In celebration of the San Diego Writer’s Festival, Susan J. Farese of SJF Communications conducted interviews with participating authors. Here’s a link to the San Diego Writer’s Festival website where you can find the full schedule of events, all free and open to the public and held at the Central San Diego Public Library Saturday April 13, 2019. Programming includes over 60 presenters offering workshops, panels and more such as: Highlights from the Memoir Showcase, Black Stories Matter, Stories from the Veteran Writers Division of So Say We All, Roustabouts Theater, Paul-Klee inspired WordArt Project for children, Children’s Face Painting, Children’s Poetry Slam, Spirituality and The Writer, Poetry Karaoke, and more. Again, the program is free and open to the public.
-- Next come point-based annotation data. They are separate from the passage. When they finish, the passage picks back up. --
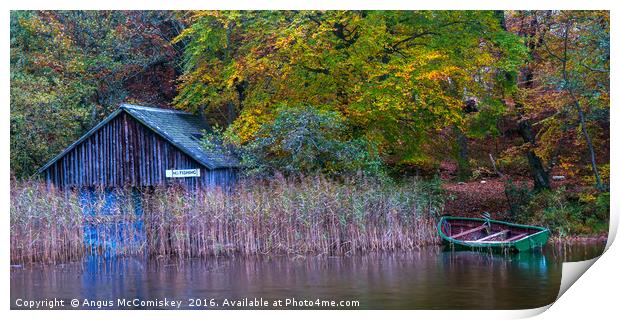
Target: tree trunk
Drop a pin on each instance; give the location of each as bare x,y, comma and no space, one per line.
462,155
537,169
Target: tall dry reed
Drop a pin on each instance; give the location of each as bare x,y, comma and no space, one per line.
282,216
SJF: In a nutshell—tell us about your book or written piece?
Published work: My first poetry book, November Butterfly, was published in 2014 by Saddle Road Press. Ophelia, Nefertiti, Joan of Arc, Amelia and other powerful women find voice in section one. Guinevere commands section two. Finally by section three, I stop hiding behind my sisters and the poems move into the intimate and personal orbit of family life. Questions regarding power, charisma, danger, and female agency weave through all three sections. I had a lot of fun putting together a companion PDF for writers and writing teachers to use titled Thirteen Writing Prompts Based on the Power and Creativity of Iconic Women Designed to Help You Write New Work From Multiple Points of View. It draws on the poems in November Butterfly as well as the poetry movies I made with my long time collaborator, photographer Robyn Beattie.
In the Works: The Fool in the Corn is a hybrid poetry/memoir manuscript based on an Illinois commune I lived on as a child and my experience of growing up with parents gradually coming to terms with mental illness in the family tree.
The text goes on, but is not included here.